Fall parasite control challenges vary from region to region. Professional Services Veterinarians with Boehringer Ingelheim Vetmedica, Inc. offer the following insights for beef producers in three regions of the country.

Northern High Plains

Dr. Jerry Woodruff, Senior Professional Services Veterinarian with Boehringer Ingelheim Vetmedica, says that producers in the Northern High Plains states are most concerned with control of external parasites, such as lice, as they enter the fall months leading into cooler weather.

“Louse infestations are a significant concern for northern producers heading into late fall,” says Dr. Woodruff. “Another concern is the brown stomach worm, which goes into an arrested development stage within the animal as winter approaches. Producers should select a parasite control program that is effective against external parasites, as well as the inhibited form of Ostertagia.”

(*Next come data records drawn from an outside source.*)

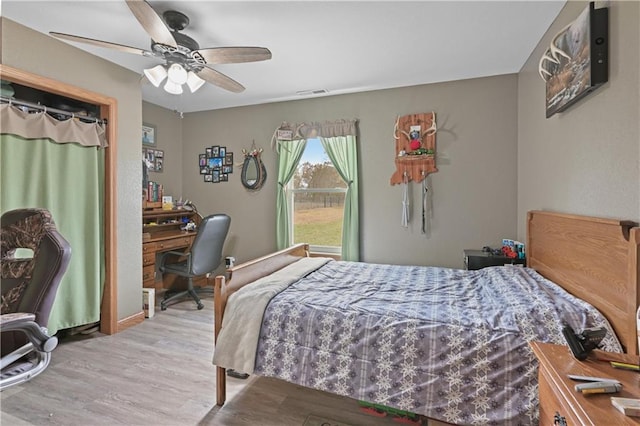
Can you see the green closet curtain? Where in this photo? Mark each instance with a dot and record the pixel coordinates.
(343, 154)
(68, 180)
(289, 154)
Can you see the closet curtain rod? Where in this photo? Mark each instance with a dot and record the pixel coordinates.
(40, 107)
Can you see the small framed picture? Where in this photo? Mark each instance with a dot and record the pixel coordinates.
(149, 158)
(148, 134)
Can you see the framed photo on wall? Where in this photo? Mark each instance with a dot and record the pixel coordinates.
(148, 134)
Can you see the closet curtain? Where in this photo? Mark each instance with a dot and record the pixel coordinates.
(339, 141)
(41, 165)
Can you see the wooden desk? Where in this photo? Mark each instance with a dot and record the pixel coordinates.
(557, 393)
(161, 233)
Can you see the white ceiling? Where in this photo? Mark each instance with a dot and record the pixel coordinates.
(339, 46)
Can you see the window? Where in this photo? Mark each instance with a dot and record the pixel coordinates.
(317, 194)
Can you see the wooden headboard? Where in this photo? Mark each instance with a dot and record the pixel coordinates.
(594, 259)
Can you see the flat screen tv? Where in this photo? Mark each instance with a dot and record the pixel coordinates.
(576, 62)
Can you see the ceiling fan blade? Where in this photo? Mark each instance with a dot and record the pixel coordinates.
(99, 43)
(234, 55)
(219, 79)
(151, 22)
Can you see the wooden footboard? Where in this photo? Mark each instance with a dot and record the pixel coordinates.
(239, 276)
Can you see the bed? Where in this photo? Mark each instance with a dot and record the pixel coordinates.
(462, 363)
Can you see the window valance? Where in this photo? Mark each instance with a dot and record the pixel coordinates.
(327, 129)
(40, 125)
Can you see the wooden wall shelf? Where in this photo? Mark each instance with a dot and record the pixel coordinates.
(416, 167)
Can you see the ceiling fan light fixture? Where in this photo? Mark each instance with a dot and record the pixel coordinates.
(156, 74)
(194, 82)
(171, 87)
(177, 74)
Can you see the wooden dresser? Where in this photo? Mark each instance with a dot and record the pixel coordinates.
(161, 233)
(558, 396)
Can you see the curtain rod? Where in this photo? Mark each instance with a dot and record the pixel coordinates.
(40, 107)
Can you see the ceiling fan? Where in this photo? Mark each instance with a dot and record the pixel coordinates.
(184, 61)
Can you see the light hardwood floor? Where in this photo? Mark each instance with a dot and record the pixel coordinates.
(160, 373)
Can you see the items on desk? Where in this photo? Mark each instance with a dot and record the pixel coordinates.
(625, 366)
(599, 387)
(596, 384)
(627, 406)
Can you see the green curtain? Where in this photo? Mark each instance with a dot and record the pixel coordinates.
(289, 154)
(342, 152)
(68, 180)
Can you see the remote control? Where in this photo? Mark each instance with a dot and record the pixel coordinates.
(591, 379)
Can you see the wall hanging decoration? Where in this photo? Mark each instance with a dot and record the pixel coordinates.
(415, 137)
(215, 164)
(415, 140)
(576, 61)
(153, 159)
(254, 173)
(148, 134)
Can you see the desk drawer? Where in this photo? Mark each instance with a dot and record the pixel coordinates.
(148, 248)
(182, 242)
(148, 258)
(148, 275)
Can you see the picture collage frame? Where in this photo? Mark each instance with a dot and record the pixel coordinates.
(215, 164)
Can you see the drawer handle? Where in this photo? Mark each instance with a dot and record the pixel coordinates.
(558, 420)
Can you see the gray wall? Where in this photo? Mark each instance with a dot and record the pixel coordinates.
(31, 51)
(474, 192)
(587, 159)
(169, 139)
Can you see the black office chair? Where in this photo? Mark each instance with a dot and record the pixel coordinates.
(204, 256)
(33, 259)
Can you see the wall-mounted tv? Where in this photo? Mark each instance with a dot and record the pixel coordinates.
(576, 61)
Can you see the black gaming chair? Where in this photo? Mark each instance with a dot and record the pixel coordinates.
(204, 256)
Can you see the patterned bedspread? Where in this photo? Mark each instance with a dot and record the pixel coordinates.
(446, 343)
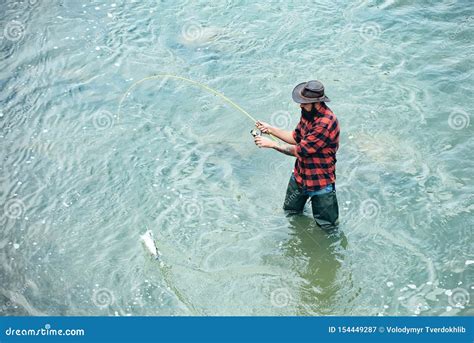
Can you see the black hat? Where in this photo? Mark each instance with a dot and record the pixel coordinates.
(309, 92)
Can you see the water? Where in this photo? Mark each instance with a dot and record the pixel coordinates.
(80, 183)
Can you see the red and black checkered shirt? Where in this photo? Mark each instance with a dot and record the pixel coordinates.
(317, 142)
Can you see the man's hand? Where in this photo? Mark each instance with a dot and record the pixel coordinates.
(264, 127)
(264, 143)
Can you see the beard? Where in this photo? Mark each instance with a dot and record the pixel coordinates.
(309, 115)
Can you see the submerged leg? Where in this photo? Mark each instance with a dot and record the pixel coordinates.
(326, 210)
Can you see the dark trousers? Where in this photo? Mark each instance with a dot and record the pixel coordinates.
(325, 207)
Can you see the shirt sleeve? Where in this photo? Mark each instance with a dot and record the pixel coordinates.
(313, 141)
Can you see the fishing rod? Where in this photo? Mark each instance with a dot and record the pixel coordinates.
(195, 83)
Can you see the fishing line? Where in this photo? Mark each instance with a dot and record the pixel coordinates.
(195, 83)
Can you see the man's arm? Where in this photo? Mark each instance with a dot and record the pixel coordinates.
(286, 136)
(286, 149)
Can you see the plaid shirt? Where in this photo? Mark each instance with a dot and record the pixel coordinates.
(317, 142)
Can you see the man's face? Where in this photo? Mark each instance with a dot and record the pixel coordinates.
(306, 107)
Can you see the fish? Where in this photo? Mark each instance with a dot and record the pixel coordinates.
(255, 132)
(149, 243)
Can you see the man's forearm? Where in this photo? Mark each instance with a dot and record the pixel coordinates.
(286, 149)
(286, 136)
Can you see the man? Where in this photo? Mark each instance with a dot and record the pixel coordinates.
(314, 143)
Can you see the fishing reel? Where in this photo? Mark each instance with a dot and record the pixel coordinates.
(255, 133)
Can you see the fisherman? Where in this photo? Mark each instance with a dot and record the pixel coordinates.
(314, 143)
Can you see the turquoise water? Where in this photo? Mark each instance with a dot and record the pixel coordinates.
(80, 183)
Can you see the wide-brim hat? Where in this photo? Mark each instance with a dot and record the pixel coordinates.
(309, 92)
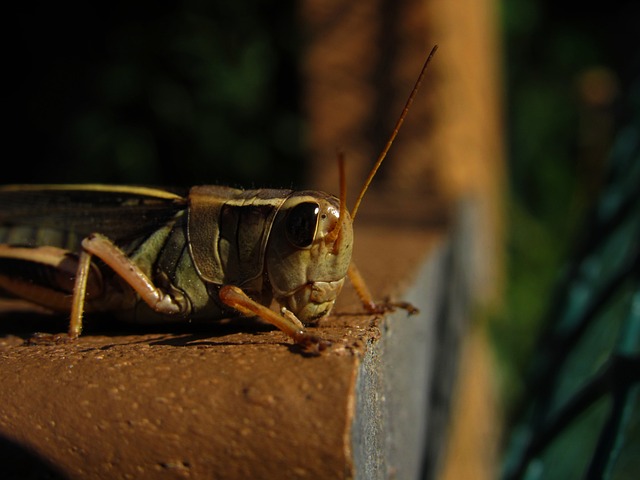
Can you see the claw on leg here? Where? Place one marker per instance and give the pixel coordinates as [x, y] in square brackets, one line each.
[235, 298]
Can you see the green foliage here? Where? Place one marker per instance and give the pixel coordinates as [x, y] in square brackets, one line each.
[178, 94]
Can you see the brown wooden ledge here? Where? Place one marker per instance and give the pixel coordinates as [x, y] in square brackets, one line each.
[237, 400]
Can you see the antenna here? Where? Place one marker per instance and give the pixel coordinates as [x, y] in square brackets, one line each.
[393, 136]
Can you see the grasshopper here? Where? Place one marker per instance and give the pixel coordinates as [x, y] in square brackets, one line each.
[154, 255]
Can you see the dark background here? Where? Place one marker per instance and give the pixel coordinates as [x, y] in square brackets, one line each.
[167, 93]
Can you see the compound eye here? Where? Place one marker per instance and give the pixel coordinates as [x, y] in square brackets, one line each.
[301, 224]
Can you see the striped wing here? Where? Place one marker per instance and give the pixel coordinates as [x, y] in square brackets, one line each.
[119, 212]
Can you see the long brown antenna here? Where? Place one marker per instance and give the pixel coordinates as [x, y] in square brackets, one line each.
[393, 136]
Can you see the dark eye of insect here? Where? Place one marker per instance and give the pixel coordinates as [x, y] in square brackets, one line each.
[301, 224]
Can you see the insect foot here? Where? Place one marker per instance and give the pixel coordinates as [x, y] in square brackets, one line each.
[388, 306]
[40, 338]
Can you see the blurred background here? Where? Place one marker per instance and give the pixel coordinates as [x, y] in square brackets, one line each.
[183, 93]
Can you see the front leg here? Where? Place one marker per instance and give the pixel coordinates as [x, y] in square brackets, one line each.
[235, 298]
[164, 300]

Despite the dry pasture conditions, Dr. Woodruff emphasizes that a parasite load can still be present and reinfestation is possible. The types of parasite challenges vary somewhat depending on the age of the animal. Young stock face challenges from Ostertagia ostertagi (brown stomach worm), Cooperia and Nematodirus, while more mature animals are likely challenged by brown stomach worm.

Dr. Woodruff recommends that producers use a pour-on in late fall for cows and replacement heifers to help with any external parasite challenges. Bulls that are being wintered over could benefit from a parasite control treatment for internal and external parasites in fall and a repeat application in late winter, just before spring breeding season.

Dr. Woodruff encourages producers to work with their herd veterinarian to determine the types of parasites challenging the herd and select products with proven persistence and efficacy.